FELLER-ROBERT
ROBERT WILLIAM ANDREW "BOB" FELLER
CGM
MAJOR LEAGUE BASEBALL HALL OF FAME
DECEASED, DECEMBER 15, 2010
Robert William Andrew "Bob" Feller (born November 3, 1918 in Van Meter, Iowa), nicknamed the "Heater from Van Meter" and "Rapid Robert", is an American former Major League Baseball pitcher. He was inducted into the Baseball Hall of Fame in 1962.
Feller played for the Cleveland Indians, his only team, for 18 years. He ended his career with 266 victories and 2,581 strikeouts, and led the American League in strikeouts seven times and bases on balls eight times. He pitched three no-hit games and shares the major league record with 12 one-hitters. Feller was the first pitcher to win 20 or more games before the age of 21. He was elected to the Baseball Hall of Fame in 1962, his first year of eligibility. When he was 17 years of age, he struck out 17 batters.
On December 8, 1941 Feller, enlisted in the Navy, volunteering immediately for combat service becoming the first Major League Baseball player to do so following the Attack on Pearl Harbor on December 7. Feller served as Gun Captain aboard the USS Alabama, and missed four seasons during his service in World War II, being decorated with five campaign ribbons and eight battle stars.

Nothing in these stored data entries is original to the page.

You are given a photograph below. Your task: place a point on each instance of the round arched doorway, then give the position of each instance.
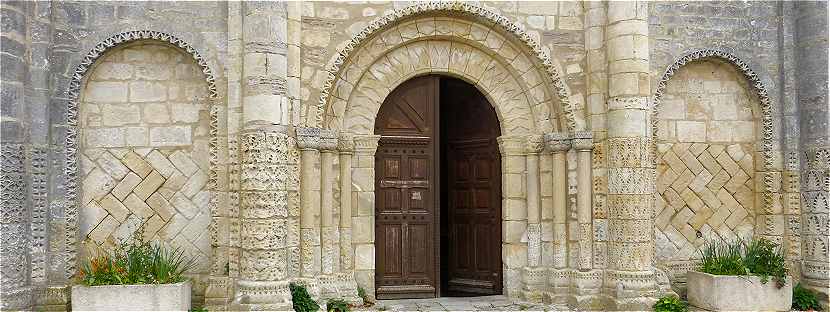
(438, 188)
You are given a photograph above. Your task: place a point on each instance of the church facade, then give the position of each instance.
(577, 152)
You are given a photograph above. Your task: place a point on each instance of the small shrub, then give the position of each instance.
(338, 305)
(805, 299)
(765, 259)
(302, 300)
(762, 258)
(670, 304)
(136, 262)
(722, 258)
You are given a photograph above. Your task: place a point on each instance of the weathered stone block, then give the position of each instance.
(158, 297)
(737, 293)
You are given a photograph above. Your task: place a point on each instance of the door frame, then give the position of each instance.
(437, 168)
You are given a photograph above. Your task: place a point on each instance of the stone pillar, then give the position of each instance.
(363, 222)
(514, 212)
(346, 148)
(329, 231)
(583, 144)
(533, 274)
(558, 143)
(268, 163)
(811, 67)
(631, 171)
(308, 142)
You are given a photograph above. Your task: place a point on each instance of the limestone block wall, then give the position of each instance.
(144, 151)
(706, 142)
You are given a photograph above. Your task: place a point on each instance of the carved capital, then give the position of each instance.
(366, 143)
(308, 138)
(345, 142)
(557, 142)
(583, 140)
(535, 143)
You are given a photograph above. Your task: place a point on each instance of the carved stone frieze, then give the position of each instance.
(557, 142)
(582, 140)
(377, 26)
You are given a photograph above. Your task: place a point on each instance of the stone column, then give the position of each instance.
(811, 67)
(534, 274)
(558, 143)
(363, 222)
(630, 170)
(268, 162)
(329, 232)
(345, 145)
(308, 141)
(583, 144)
(514, 212)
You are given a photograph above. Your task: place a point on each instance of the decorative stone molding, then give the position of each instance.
(767, 125)
(535, 143)
(583, 140)
(392, 18)
(71, 142)
(345, 143)
(557, 142)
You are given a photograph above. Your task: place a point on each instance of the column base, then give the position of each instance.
(533, 279)
(262, 295)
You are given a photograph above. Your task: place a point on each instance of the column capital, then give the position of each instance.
(366, 143)
(557, 142)
(583, 140)
(512, 144)
(316, 138)
(345, 142)
(535, 143)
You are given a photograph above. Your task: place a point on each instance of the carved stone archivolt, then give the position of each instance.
(343, 73)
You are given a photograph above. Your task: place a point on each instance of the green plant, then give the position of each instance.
(338, 305)
(761, 257)
(722, 258)
(136, 262)
(302, 300)
(670, 304)
(805, 299)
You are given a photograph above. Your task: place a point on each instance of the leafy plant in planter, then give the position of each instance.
(759, 257)
(805, 299)
(338, 305)
(670, 304)
(301, 299)
(134, 263)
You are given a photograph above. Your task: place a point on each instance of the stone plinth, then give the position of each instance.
(737, 293)
(163, 297)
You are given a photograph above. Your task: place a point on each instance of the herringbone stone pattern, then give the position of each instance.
(706, 193)
(159, 191)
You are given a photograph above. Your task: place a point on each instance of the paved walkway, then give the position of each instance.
(485, 303)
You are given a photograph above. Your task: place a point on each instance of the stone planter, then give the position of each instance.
(152, 297)
(737, 293)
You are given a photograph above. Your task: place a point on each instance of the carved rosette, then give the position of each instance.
(308, 138)
(535, 144)
(557, 142)
(345, 143)
(583, 141)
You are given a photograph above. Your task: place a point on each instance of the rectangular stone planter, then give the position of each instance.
(737, 293)
(152, 297)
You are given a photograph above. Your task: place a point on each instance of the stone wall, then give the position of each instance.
(706, 162)
(92, 173)
(144, 151)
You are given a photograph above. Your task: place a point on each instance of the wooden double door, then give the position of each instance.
(438, 192)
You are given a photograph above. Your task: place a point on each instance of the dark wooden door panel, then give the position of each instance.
(405, 188)
(473, 187)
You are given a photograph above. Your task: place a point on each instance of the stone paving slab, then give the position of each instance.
(483, 303)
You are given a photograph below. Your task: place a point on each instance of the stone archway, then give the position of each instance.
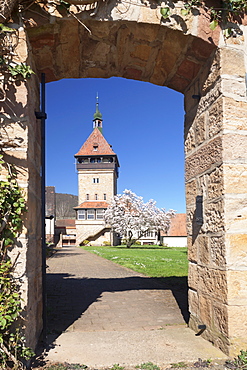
(131, 41)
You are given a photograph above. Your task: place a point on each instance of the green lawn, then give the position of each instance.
(150, 260)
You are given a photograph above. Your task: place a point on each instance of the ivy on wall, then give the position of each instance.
(12, 206)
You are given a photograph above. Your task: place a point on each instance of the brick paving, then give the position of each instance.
(89, 293)
(101, 314)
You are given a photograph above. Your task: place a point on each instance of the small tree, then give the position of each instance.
(129, 216)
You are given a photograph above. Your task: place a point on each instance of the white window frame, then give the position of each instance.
(81, 214)
(90, 214)
(100, 214)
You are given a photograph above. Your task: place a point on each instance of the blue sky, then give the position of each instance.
(142, 122)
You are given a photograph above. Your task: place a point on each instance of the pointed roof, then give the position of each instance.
(97, 114)
(95, 140)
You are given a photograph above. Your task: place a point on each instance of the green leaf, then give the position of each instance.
(64, 4)
(184, 12)
(165, 12)
(213, 24)
(4, 28)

In 1943, Feller married Virginia Winther (1916-1981), daughter of a Wisconsin industrialist. They had three sons, Steve (b. 1945), Martin (b. 1947), and Bruce (b.1950). He lives with his wife, Anne Feller, in Gates Mills, Ohio, a suburb of Cleveland.
Even though his military career consumed four prime baseball years, Feller ranks 28th in history with 266 wins. He remains the Indians all-time leader in shutouts (46), strikeouts (2,581), innings (3,828) and All-Star appearances (8).
[Compiled from Wikipedia and Bob Feller's Official Site.]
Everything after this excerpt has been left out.